1. Right-click Drivers, and select New Driver.
2. On the New JDBC Driver dialog box, click Add.
3. Browse to and open the JAR or ZIP file you copied to the application server libdirectory.
4. Accept the default driver class or type in a new one. If no driver is entered, click Find to have the wizard search for an appropriate class.
5. Enter a name for the driver.
6. Click OK.
The new database driver appears under Drivers in the Services window.

Right-click the new driver, and select Connect Using.

In the New Database Connection dialog box, do the following:
1. Enter the database connection URL.
  
  Note –
  Different database platforms use different connection URLs. Refer to your database documentation for the format to use.
2. Enter the user name and password to use to log on to the database.
3. Select Remember Password.
4. To select a specific schema in the database, click the Advanced tab and then click Get Schemas.
  
  A list of available schemas appears for you to choose from.
5. Click OK.
A new database connection appears under Databases.

Right-click the new database, and select Connect.

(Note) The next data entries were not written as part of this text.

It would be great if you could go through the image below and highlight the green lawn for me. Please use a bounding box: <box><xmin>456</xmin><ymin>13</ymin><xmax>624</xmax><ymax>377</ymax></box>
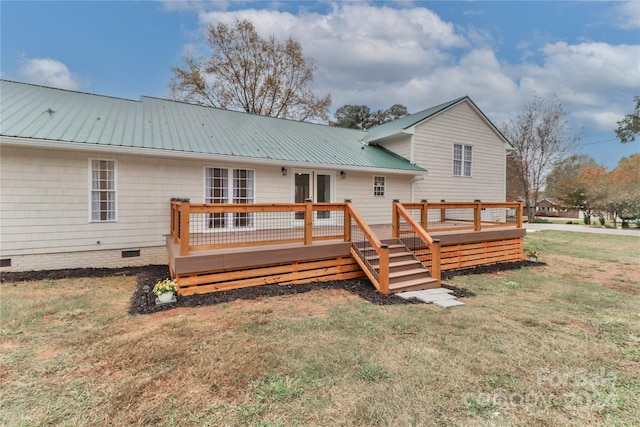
<box><xmin>0</xmin><ymin>231</ymin><xmax>640</xmax><ymax>426</ymax></box>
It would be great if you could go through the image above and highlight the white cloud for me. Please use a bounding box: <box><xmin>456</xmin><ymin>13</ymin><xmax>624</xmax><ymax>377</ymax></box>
<box><xmin>614</xmin><ymin>0</ymin><xmax>640</xmax><ymax>30</ymax></box>
<box><xmin>20</xmin><ymin>58</ymin><xmax>82</xmax><ymax>90</ymax></box>
<box><xmin>180</xmin><ymin>2</ymin><xmax>640</xmax><ymax>135</ymax></box>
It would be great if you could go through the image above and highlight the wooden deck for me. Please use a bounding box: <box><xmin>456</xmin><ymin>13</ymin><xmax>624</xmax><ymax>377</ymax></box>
<box><xmin>167</xmin><ymin>202</ymin><xmax>526</xmax><ymax>295</ymax></box>
<box><xmin>167</xmin><ymin>236</ymin><xmax>365</xmax><ymax>295</ymax></box>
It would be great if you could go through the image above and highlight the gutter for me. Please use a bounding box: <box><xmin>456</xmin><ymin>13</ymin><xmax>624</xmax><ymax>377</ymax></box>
<box><xmin>0</xmin><ymin>135</ymin><xmax>419</xmax><ymax>175</ymax></box>
<box><xmin>410</xmin><ymin>171</ymin><xmax>429</xmax><ymax>203</ymax></box>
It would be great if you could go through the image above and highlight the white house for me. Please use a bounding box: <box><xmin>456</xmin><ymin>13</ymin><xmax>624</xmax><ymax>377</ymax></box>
<box><xmin>0</xmin><ymin>80</ymin><xmax>508</xmax><ymax>271</ymax></box>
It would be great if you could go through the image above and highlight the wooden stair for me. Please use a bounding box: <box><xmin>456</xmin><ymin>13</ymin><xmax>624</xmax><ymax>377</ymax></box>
<box><xmin>356</xmin><ymin>239</ymin><xmax>438</xmax><ymax>293</ymax></box>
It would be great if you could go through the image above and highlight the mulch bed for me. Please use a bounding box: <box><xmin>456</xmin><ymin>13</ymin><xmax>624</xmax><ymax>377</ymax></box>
<box><xmin>0</xmin><ymin>261</ymin><xmax>545</xmax><ymax>314</ymax></box>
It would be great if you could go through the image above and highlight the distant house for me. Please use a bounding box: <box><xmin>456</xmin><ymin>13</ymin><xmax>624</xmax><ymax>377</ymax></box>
<box><xmin>0</xmin><ymin>80</ymin><xmax>508</xmax><ymax>271</ymax></box>
<box><xmin>536</xmin><ymin>197</ymin><xmax>584</xmax><ymax>219</ymax></box>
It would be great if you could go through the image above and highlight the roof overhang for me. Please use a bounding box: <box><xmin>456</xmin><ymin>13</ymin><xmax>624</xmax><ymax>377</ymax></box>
<box><xmin>0</xmin><ymin>135</ymin><xmax>427</xmax><ymax>176</ymax></box>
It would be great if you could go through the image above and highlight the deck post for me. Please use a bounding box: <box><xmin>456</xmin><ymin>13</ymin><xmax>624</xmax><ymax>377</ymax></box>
<box><xmin>431</xmin><ymin>239</ymin><xmax>442</xmax><ymax>287</ymax></box>
<box><xmin>304</xmin><ymin>199</ymin><xmax>313</xmax><ymax>246</ymax></box>
<box><xmin>344</xmin><ymin>199</ymin><xmax>351</xmax><ymax>242</ymax></box>
<box><xmin>391</xmin><ymin>199</ymin><xmax>400</xmax><ymax>239</ymax></box>
<box><xmin>180</xmin><ymin>202</ymin><xmax>191</xmax><ymax>256</ymax></box>
<box><xmin>169</xmin><ymin>200</ymin><xmax>178</xmax><ymax>243</ymax></box>
<box><xmin>420</xmin><ymin>199</ymin><xmax>429</xmax><ymax>231</ymax></box>
<box><xmin>379</xmin><ymin>243</ymin><xmax>389</xmax><ymax>295</ymax></box>
<box><xmin>516</xmin><ymin>202</ymin><xmax>524</xmax><ymax>228</ymax></box>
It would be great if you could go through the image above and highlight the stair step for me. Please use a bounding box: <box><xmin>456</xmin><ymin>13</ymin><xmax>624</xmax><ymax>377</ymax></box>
<box><xmin>389</xmin><ymin>268</ymin><xmax>429</xmax><ymax>279</ymax></box>
<box><xmin>370</xmin><ymin>256</ymin><xmax>422</xmax><ymax>270</ymax></box>
<box><xmin>389</xmin><ymin>258</ymin><xmax>421</xmax><ymax>268</ymax></box>
<box><xmin>365</xmin><ymin>251</ymin><xmax>414</xmax><ymax>262</ymax></box>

Creating and Connecting to Data Mashup Services

If you want to use more than one data source for the data integration process, you can create a Data Mashup Service. Data mashup allows you to select multiple data sources of varying types and combine them into one target database. Source data can reside in files on your network or on the web in HTML, RSS, or Web Row Set format.

Note –

New in Java CAPS Release 6 Update 1, you can specify multiple data sources using the Data Integrator Wizard. If you are using multiple source files, you can either create the mashup here or you can use the Data Integrator Wizard to specify the sources directly.

To Create a Mashup Database for Source Data

In the NetBeans main menu, select Tools, point to Virtual Database, and then select Create Virtual Database.

On the New Virtual Database wizard, enter a name for the database and then click Finish.

Click OK on the confirmation dialog box that appears.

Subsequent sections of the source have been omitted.